Petra Kassün-Mutch

Petra Kassün-Mutch left the glamorous world of publishing to start a successful cheese making company. Now she’s helping U of G students become their own “big cheese” as the new entrepreneur-in-residence at the College of Management and Economics.

“You can harness the power of business to do good,” says Kassün-Mutch, adding that she will not only advise students on how to start their own business, but how to build enterprises that help address social and environmental problems.

Entrepreneurship is an important source of employment in Canada and the U.S., she says. And entrepreneurism has grown in response to rising unemployment rates following the 2008 global market crash. According to the Business Development Bank of Canada, 10 per cent of the Canadian population owned a business in 2010.

During the recession of the 1980s, Kassün-Mutch was an undergrad in journalism and mass communications at Carleton University. She couldn’t find a job to help pay for school, so she started “an upscale maid service” called Super Maid. She received a $2,000 government loan for entrepreneurs and purchased a Chevy Chevette and a vacuum cleaner. When she told her mother that she was going to clean houses to earn some extra cash, her mother replied, “You’ve never cleaned anything in your life.”

Kassün-Mutch proved her mother wrong: Super Maid cleaned up – literally and figuratively – and became so successful, she took on a partner. She then sold the business when she graduated and worked in academic publishing for 18 years before making another career change – to dairy operations and cheese making. Having travelled the world, enjoying artisan cheeses along the way, she gave up the glitz and glamour of the publishing industry to start her own dairy so she could spend more time with her family. She brought her then three-and-a-half-year-old daughter along on farm visits and got her involved in cheese making.

“That’s one of the motivating factors for a lot of women who have children,” Kassün-Mutch says of starting a business. “They’re still able to earn money, do something intellectually satisfying and have much more flexibility for their family and perhaps show their kids what is involved in running a business. In most exec-level jobs, you’re going to be travelling a great deal. Your kids have no idea what you do all day. Your schedule is often not your own and often not family-friendly. I don’t know anybody who’s in a role like that who gets home at five o’clock.”

As president of the higher education division at McGraw-Hill Ryerson, she had taken a one-week cheese making course at U of G with Prof. Art Hill, Department of Food Science. She found herself getting her hands “curdy” with other successful business people who had jumped on the cheese-making bandwagon.

But the road to starting her own cheese-making business was paved with red tape. “There were nine ministries and 68 regulatory acts to comply with,” she says, referring to everything from food safety to rezoning applications. “You couldn’t put a shovel in the ground until you had all those approvals, so it was a long process.”

It took her four years to get the Fifth Town Artisan Cheese Company off the ground, after attending seminars, consulting with cheese experts at the American Cheese Society, and doing an internship at a California creamery.

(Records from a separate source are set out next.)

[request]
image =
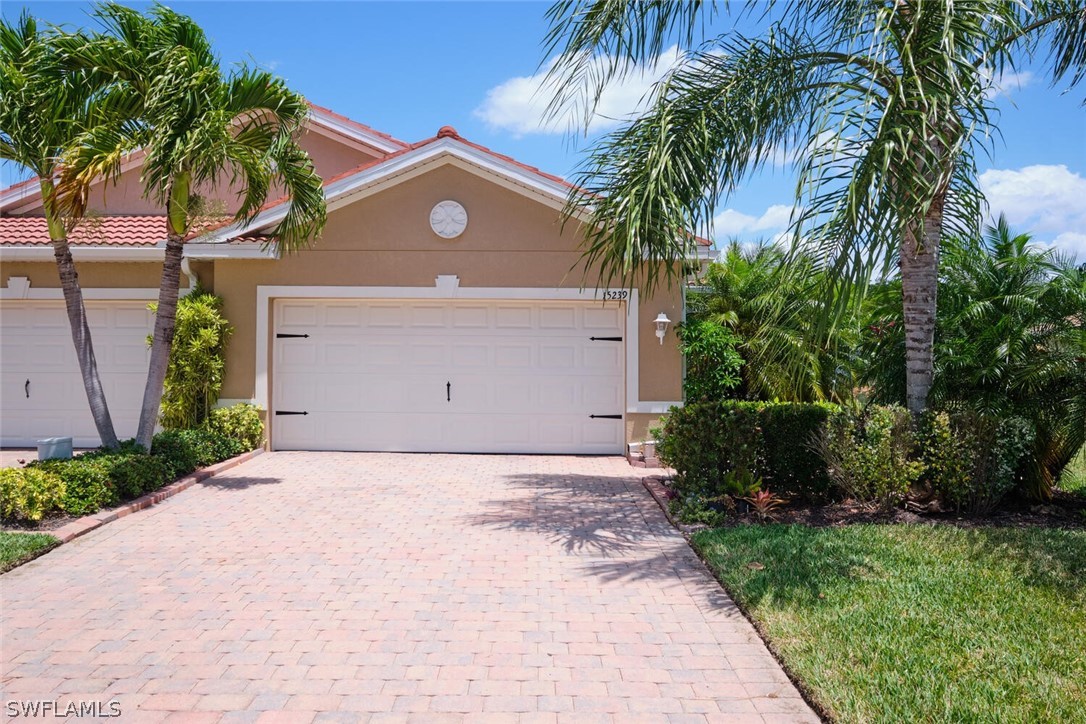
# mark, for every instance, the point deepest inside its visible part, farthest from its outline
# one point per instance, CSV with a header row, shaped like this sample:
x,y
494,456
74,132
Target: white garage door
x,y
42,393
465,377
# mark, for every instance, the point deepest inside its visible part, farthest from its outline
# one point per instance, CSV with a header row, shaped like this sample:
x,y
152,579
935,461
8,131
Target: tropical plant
x,y
42,110
712,365
772,303
870,455
197,360
196,126
1010,341
883,104
765,503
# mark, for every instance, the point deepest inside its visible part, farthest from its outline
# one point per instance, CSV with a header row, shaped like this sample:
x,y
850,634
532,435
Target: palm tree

She also attended the Vermont School for Artisan Cheese Makers at the University of Vermont.

As the new entrepreneur-in-residence at U of G, Kassün-Mutch will mentor students on how to make a profit without sacrificing their community’s well-being. She will also coach students participating in case study competitions, helping them strengthen their business plans and presentation skills.

She hopes the students she mentors will become business leaders who put people and the environment before profits. The recent banking and housing crisis brought attention to how unsound business practices can affect not just the economy but society as a whole.

“There are 1.4 million businesses in Canada,” says Kassün-Mutch. “Not all are bad apples or have been and I think that role of business and those who engage in it has recently taken a reputational hit by the greedy and unethical few. I think there have always been honest business people of strong character out there, and they need to be brought back into the forefront and recognized.”

Having spent the past seven years living in Prince Edward County, she says she was impressed by how communities and small businesses worked together.  She blames the shift away from community-centred businesses on globalization and multinational corporations led by CEOs who don’t live in the communities in which their companies operate.

That’s why Kassün-Mutch sees potential in social enterprise, which she describes as a cross between for-profit and not-for-profit, such as a restaurant that employs people with disabilities as a key part of its mission. Social enterprises are mission-driven first, she says, but still provide their investors with some return for use of their money to build the business.  Social impact investors typically provide long term debt capital – or patient capital – at low or sometimes no interest to support such businesses. Other fundraising vehicles used by social entrepreneurs include buying futures that can be later redeemed for products or services.